His supporters probably would not be comfortable with Malcolm X's "by any means necessary," but seemed to be comfortable with Breitbart's comments calling for "capital punishment" for his critics. He wasn't winning converts, and wasn't winning for his cause, but was in it for, it appeared, fame and money, which makes this the saddest of all. One wonders if he suffered from bipolar disorder, and if so what his family suffered with him. Because after destroying ACORN, had he won some sort of victory worth winning? After getting a certain Mrs. Sherrod fired, based on a lie, had he achieved something worth achieving? Eyeballs, page counts, ad clicks; a legacy of dishonesty and vicious attacks. That's it. History may eventually judge him kindly, but unfortunately "the evil that men do lives after them; the good is oft interred with their bones" (Shakespeare, Julius Caesar).

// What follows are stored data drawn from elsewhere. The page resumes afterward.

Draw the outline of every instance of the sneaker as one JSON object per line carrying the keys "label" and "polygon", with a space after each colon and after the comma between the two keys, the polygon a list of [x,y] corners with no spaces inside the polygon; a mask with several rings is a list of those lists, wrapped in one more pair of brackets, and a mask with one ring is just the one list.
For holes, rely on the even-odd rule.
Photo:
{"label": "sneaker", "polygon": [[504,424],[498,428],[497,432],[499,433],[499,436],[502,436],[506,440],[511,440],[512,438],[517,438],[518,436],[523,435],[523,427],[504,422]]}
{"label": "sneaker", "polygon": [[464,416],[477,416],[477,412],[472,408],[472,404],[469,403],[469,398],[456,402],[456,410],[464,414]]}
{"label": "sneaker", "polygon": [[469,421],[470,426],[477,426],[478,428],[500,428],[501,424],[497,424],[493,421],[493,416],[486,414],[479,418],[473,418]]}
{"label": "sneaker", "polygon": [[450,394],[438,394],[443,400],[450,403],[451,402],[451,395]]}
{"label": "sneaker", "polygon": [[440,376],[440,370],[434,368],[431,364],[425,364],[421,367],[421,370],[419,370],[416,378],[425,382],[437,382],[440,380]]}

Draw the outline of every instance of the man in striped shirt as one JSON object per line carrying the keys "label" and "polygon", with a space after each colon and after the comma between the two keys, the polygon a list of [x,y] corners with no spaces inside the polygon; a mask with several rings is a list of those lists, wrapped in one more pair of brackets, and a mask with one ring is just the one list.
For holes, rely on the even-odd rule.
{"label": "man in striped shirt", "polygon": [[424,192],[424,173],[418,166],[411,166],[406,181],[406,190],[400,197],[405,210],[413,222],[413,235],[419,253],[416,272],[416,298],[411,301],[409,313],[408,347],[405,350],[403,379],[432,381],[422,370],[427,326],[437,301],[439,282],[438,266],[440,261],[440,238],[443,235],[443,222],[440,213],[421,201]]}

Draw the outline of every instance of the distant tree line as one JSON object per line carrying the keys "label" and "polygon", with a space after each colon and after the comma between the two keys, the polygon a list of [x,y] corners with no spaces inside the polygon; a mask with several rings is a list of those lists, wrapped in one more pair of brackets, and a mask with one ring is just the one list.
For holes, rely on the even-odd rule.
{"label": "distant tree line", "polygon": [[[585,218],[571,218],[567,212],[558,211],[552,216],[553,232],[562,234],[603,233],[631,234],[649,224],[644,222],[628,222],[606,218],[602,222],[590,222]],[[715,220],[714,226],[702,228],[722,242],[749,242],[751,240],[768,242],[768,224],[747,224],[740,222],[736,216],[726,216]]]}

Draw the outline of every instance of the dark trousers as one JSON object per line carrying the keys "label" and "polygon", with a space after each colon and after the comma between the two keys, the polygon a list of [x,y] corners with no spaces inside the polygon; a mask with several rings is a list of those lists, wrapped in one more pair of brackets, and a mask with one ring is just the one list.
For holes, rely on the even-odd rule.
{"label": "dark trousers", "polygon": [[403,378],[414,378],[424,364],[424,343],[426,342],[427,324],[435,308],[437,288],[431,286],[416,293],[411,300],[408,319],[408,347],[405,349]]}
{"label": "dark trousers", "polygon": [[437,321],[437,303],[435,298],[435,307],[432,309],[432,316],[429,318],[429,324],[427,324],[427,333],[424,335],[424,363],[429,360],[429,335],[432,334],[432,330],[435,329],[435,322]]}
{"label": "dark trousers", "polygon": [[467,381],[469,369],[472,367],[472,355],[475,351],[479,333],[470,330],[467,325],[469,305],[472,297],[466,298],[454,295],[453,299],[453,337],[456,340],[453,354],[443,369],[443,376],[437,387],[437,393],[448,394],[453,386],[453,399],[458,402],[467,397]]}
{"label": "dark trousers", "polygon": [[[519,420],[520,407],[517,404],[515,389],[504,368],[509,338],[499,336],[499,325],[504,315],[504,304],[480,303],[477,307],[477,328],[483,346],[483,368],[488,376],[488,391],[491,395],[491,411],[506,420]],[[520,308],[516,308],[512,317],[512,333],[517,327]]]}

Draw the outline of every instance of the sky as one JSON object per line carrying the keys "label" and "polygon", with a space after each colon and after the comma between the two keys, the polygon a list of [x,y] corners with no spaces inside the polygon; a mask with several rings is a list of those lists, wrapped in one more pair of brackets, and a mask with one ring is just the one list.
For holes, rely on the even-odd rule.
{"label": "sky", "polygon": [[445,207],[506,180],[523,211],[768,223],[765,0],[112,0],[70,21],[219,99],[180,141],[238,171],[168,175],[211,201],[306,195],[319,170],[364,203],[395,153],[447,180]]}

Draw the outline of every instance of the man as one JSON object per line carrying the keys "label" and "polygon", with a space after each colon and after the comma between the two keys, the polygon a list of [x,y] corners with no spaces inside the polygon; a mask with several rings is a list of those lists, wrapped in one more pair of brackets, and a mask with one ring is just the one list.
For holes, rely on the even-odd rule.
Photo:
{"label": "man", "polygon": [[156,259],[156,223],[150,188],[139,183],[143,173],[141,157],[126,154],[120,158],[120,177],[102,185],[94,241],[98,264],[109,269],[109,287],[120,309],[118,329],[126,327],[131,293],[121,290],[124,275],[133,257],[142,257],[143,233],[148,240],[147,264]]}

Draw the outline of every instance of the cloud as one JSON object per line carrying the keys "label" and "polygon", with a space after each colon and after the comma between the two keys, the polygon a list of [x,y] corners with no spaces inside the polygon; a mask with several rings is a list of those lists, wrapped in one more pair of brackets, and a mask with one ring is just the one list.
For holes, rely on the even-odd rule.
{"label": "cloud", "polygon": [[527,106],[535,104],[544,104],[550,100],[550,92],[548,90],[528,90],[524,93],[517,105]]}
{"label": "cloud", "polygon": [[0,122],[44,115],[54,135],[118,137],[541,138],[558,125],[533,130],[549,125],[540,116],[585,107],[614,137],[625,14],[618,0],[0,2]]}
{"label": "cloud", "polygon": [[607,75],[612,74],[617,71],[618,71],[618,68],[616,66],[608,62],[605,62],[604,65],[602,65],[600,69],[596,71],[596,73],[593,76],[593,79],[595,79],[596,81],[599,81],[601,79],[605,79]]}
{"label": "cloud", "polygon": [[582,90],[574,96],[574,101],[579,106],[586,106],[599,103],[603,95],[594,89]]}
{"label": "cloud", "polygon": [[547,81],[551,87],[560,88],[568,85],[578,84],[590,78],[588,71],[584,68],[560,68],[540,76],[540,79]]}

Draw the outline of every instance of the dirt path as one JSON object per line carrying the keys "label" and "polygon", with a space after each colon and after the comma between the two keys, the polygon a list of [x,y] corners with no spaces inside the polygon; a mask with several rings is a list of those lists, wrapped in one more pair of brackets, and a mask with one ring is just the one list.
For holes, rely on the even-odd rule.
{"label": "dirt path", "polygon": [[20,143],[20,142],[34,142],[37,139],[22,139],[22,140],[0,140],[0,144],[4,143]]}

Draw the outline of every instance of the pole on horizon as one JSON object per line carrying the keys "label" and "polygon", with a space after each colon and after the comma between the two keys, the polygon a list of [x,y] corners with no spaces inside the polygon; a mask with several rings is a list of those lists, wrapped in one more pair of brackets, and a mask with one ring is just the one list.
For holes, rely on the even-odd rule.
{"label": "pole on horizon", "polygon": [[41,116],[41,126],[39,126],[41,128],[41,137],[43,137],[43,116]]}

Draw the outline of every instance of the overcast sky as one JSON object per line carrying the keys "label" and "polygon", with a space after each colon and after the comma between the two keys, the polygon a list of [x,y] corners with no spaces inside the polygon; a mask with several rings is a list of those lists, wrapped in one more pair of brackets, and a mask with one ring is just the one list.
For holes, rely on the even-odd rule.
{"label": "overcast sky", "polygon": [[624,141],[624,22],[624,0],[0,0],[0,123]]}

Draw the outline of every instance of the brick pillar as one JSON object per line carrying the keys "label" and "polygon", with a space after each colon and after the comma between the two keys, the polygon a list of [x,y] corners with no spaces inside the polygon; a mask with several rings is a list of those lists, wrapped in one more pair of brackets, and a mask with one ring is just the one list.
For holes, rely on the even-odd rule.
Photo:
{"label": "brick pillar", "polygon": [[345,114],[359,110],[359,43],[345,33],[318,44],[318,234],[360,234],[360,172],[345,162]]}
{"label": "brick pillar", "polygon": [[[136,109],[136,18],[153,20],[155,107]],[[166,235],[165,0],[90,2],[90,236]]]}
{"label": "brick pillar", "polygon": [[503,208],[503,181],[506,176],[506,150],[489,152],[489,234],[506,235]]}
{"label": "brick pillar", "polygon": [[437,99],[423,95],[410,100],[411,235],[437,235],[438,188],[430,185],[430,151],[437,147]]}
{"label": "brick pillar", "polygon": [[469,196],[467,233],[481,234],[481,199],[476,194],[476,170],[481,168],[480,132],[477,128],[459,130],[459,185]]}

It is unfortunately true that some people seem to exist only as a counter-example, as an object lesson in how not to live one's life. It's as if in recent years he rediscovered himself as an attack dog; he found a talent for attacking, and after being carried around on the shoulders of his party and celebrated for it, it became addictive, and earned him a lot of money -- and became a ride he couldn't get off. I am sure that he was not, for his whole 43 years, this object lesson, but he certainly became it. Some good will come out of it, I believe; already, many institutions of journalism (The New York Times, NPR) are starting to publicly and humbly consider their responsibility not just to give face times to "both" sides of an issue, but to the truth.

I read that he was a nice guy in person, and that in college he wrote really funny and slightly surreal things and I have a feeling I would have liked to have known that guy. But Vader was seduced by the dark side of the force; and it's a harsh mistress, and Karma's a stone bitch. It was no way for a decent, talented family man to live, and no way for him to die, and I do pity him, even though he, or at least his persona, would would have had nothing but contempt for my compassion for him.